UK officials dispute the idea that there has been an excessive delay in placing sanctions on Abramovich, pointing out that they have done so before he has faced any similar restrictions via the EU or US.
While it is known that the UK government has been compiling information on Abramovich’s links to Putin for some time, one reason for delay cited by officials is the concern that human rights-based amendments to a 2018 sanctions law made the process more difficult – although legal experts, including crossbench peer Lord Pannick, who tabled the amendments, dispute this.
One definite issue has been government capacity, particularly building up a post-Brexit independent sanctions system, something which had in the past been done as part of the EU.

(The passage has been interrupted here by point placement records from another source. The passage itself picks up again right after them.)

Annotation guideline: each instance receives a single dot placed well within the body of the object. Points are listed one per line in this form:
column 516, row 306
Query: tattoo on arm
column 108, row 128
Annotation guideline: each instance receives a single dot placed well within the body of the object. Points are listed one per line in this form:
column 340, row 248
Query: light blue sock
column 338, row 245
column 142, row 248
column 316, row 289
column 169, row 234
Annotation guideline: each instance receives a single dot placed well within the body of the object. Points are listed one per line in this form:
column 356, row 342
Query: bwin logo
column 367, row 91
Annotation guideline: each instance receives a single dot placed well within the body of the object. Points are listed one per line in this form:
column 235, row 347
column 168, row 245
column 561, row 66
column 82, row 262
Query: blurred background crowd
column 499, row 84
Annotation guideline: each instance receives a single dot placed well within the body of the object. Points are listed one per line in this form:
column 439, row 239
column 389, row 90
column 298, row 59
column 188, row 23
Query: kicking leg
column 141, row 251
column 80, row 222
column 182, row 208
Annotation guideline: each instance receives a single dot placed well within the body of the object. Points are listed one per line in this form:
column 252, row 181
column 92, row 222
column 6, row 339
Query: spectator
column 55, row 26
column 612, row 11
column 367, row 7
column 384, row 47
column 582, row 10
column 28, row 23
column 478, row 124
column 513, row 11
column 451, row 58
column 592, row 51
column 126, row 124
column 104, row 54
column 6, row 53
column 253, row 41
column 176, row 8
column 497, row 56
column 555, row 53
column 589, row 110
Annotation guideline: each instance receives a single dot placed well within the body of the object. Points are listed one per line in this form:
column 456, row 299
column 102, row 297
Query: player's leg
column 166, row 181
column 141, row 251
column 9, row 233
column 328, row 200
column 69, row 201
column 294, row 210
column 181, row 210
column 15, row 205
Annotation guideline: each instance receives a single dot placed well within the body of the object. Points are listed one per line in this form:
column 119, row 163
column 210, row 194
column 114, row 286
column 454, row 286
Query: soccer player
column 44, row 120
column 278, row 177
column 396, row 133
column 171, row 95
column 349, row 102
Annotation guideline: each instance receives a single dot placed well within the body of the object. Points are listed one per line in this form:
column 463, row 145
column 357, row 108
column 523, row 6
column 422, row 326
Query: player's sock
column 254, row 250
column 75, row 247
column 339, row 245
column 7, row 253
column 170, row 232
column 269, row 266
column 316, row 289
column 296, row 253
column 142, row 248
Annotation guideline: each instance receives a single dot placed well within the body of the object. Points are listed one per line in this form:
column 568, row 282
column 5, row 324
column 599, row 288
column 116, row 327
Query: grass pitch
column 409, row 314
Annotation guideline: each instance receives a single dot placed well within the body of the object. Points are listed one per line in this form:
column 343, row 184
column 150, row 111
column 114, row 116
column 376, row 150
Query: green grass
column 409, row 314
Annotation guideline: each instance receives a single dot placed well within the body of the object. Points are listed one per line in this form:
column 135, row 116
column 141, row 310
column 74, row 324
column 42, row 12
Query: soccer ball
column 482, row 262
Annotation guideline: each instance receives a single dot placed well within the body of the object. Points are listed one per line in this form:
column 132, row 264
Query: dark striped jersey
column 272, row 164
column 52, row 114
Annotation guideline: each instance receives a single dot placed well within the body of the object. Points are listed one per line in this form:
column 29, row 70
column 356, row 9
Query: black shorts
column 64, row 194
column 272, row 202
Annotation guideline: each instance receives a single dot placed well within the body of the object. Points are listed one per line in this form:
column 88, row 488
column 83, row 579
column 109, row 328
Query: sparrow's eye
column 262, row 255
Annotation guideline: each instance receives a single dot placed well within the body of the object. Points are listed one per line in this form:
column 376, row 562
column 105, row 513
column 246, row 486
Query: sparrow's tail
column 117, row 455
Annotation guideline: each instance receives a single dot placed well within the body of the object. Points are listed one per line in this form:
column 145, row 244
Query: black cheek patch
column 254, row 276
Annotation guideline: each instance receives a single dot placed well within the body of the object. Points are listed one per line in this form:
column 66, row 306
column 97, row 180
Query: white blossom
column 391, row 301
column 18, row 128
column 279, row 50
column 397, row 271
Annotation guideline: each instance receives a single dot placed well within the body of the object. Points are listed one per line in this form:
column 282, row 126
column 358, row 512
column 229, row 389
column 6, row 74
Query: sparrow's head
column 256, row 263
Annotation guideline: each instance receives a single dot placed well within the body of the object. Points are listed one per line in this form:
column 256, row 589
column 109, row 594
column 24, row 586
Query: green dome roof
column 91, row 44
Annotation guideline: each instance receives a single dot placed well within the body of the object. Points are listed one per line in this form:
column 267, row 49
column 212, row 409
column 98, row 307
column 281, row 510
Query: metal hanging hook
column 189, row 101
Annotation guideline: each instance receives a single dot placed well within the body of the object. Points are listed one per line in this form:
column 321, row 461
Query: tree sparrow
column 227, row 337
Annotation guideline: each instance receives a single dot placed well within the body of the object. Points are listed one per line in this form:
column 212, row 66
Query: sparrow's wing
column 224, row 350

This capacity has been increasing gradually, particularly after the new regime of Magnitsky sanctions imposed in 2020 against individuals accused of human rights abuses, and there are now notably more officials and government lawyers working on the issues.
What has been imposed against Abramovich and six more Russian figures on Thursday is nonetheless comprehensive, banning those named from any sort of financial transaction in the UK and freezing all their assets.
Abramovich is believed to own properties in the UK worth hundreds of millions of pounds, including a Kensington Palace Gardens mansion in central London.
For properties that can be definitively traced to his ownership, not only will he not be able to sell or rent them, but he cannot employ any staff, whether a cleaner or gardener, or even have an electricity supply.
It is undoubtedly the case that whatever the prior investigations into Abramovich’s connections, Russia’s invasion of Ukraine gave UK officials additional impetus in trying to get something done.
It is also true that the source of Abramovich’s enormous wealth, amassed by taking control of various Russian oil assets in the 1990s, was questioned by some from the moment he arrived at Chelsea as a beaming if slightly reticent 36-year-old, one who would transform the club by pumping in an estimated £1.5bn of his own money.
His once ubiquitous presence at Chelsea games, glad-handing the players as they lifted trophies, dried up after he experienced difficulties renewing his UK visa in 2018, although he was able to visit subsequently using his Israeli passport.
If Abramovich were to try to see one last match at Stamford Bridge, the private plane on which he arrived would face being impounded. If he wants to see a future for the club he loves, his only apparent option is to sell it and forfeit any of the resultant money. It may have taken time, but barring unexpected legal challenges, it seems as if officials have made their watertight case.